I encountered another problem on those kernels and had to temporarily use
a v6.2 based kernel, maybe you have to do the same:
https://lore.kernel.org/lkml/20230327080502.GA570847@ziqianlu-desk2/

>
> Is your postgres/sysbench running in a cgroup with cpu controller
> attached? Mine isn't.

Yes, I had postgres and sysbench running in the same cgroup with cpu
controller enabled. docker created the cgroup directory under
/sys/fs/cgroup/system.slice/docker-XXX and cgroup.controllers has cpu
there.

>
> Maybe I'm doing something else differently?

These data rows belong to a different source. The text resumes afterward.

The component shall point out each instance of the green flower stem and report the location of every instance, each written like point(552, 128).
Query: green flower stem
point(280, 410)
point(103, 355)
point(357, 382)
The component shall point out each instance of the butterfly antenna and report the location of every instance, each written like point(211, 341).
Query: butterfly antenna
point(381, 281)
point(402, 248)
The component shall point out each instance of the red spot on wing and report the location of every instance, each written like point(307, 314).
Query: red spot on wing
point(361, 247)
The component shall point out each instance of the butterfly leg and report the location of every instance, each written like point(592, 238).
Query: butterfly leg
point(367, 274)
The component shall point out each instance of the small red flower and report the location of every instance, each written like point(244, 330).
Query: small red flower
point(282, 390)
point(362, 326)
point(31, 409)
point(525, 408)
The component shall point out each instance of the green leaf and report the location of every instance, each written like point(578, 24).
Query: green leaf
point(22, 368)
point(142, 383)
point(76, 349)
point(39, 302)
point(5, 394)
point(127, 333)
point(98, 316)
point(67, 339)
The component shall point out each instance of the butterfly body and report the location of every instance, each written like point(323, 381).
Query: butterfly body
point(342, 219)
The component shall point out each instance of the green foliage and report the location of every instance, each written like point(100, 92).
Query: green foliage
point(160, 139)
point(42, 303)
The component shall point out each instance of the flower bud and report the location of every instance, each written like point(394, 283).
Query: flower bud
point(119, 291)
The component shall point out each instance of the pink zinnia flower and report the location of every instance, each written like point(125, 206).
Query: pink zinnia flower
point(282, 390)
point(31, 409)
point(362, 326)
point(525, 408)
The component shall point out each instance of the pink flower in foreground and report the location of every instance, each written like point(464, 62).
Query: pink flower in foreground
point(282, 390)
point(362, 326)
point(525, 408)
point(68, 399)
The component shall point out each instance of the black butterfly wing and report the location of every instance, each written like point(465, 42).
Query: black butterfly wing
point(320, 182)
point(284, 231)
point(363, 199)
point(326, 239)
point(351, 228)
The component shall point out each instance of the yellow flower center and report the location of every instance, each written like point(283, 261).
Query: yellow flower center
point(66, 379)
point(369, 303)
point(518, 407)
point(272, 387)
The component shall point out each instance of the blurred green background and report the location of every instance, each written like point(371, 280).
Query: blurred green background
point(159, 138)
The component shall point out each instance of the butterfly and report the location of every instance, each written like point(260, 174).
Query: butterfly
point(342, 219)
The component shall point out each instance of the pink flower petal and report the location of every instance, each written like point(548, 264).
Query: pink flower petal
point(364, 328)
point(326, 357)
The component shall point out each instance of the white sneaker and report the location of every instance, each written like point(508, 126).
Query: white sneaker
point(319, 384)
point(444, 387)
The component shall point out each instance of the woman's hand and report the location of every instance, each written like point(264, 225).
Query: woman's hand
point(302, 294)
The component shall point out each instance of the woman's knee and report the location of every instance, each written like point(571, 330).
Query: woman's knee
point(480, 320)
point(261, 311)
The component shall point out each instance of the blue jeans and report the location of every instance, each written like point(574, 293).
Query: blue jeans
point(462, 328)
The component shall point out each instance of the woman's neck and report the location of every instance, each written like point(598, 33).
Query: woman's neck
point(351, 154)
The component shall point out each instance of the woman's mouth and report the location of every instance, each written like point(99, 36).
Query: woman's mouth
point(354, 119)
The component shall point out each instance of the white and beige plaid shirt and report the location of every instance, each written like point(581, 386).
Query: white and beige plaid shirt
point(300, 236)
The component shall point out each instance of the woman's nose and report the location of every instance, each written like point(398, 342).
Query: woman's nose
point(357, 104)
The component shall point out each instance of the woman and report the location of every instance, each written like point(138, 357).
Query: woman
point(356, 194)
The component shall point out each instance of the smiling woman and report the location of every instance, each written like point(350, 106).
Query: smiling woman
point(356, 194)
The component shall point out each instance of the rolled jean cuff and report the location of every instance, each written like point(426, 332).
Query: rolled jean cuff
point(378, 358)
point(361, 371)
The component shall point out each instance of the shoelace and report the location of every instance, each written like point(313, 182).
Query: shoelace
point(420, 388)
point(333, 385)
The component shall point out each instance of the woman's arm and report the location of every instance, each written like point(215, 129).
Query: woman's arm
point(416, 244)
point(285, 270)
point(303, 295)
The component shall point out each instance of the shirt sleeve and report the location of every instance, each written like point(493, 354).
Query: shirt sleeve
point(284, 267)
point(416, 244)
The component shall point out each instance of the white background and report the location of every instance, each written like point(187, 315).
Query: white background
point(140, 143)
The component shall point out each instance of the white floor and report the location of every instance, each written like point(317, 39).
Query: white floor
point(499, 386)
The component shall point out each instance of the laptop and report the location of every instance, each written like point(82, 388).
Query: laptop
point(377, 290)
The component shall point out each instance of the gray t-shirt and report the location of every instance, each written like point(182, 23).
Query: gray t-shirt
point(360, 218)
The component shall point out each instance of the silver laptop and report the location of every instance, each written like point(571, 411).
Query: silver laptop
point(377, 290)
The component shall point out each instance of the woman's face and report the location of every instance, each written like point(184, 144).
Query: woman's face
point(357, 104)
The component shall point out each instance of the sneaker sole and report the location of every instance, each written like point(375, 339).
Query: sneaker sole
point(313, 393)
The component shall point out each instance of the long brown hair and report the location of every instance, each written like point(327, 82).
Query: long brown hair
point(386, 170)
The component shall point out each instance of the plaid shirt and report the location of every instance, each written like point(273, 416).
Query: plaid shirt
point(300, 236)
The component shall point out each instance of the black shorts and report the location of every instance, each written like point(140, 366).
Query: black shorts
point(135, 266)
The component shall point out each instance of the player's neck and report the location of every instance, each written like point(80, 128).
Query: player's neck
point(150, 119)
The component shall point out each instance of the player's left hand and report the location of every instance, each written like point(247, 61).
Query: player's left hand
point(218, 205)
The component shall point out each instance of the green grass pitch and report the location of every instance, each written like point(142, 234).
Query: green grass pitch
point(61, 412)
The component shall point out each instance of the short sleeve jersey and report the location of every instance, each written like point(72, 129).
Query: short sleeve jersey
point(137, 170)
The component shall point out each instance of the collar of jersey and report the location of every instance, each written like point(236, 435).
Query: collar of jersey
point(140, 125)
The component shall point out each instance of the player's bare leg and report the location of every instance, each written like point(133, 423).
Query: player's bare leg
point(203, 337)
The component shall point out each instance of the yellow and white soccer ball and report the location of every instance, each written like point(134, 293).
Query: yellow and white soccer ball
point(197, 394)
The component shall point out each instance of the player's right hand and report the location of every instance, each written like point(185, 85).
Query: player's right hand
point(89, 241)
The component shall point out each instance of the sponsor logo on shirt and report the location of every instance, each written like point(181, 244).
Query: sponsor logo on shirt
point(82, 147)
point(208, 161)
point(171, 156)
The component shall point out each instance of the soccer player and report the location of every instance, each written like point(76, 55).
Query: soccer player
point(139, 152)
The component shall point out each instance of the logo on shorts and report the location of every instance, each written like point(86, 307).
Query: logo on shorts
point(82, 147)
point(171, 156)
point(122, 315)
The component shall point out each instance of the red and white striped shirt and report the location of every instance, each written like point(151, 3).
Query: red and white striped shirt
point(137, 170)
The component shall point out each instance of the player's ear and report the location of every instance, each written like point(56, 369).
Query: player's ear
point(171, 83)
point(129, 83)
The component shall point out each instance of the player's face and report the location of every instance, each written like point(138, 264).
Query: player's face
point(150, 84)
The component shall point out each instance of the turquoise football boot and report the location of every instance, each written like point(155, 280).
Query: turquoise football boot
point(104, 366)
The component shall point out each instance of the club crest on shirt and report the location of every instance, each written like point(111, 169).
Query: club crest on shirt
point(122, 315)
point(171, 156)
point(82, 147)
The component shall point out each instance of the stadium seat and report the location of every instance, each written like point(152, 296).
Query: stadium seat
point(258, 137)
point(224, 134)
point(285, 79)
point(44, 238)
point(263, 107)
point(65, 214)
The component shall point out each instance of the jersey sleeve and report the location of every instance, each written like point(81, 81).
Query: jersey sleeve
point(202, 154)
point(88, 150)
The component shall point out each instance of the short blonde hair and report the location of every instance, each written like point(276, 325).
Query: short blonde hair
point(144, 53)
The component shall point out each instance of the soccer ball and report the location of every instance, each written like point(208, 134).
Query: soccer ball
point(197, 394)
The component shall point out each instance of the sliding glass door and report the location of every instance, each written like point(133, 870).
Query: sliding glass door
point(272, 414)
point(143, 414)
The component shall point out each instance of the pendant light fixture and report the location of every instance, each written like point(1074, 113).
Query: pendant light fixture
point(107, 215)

Maybe, you didn't mention how you started postgres, if you start it from
the same session as sysbench and if autogroup is enabled, then all those
tasks would be in the same autogroup taskgroup then it should have the
same effect as my setup.

Anyway, you can try the following steps to see if you can reproduce this
problem on your Arm64 server:

1 docker pull postgres
2 sudo docker run --rm --name postgres-instance -e POSTGRES_PASSWORD=mypass -e POSTGRES_USER=sbtest -d postgres -c shared_buffers=80MB -c max_connections=250
3 go inside the container
sudo docker exec -it $the_just_started_container_id bash
4 install sysbench inside container
apt update and apt install sysbench
5 prepare
root@container:/# sysbench --db-driver=pgsql --pgsql-user=sbtest --pgsql_password=mypass --pgsql-db=sbtest --pgsql-port=5432 --tables=16 --table-size=10000 --threads=224 --time=60 --report-interval=2 /usr/share/sysbench/oltp_read_only.lua prepare
6 run
root@container:/# sysbench --db-driver=pgsql --pgsql-user=sbtest --pgsql_password=mypass --pgsql-db=sbtest --pgsql-port=5432 --tables=16 --table-size=10000 --threads=224 --time=60 --report-interval=2 /usr/share/sysbench/oltp_read_only.lua run

Note that I used 224 threads where this problem is visible. I also tried
96 and update_cfs_group() and update_load_avg() cost about 1% cycles then.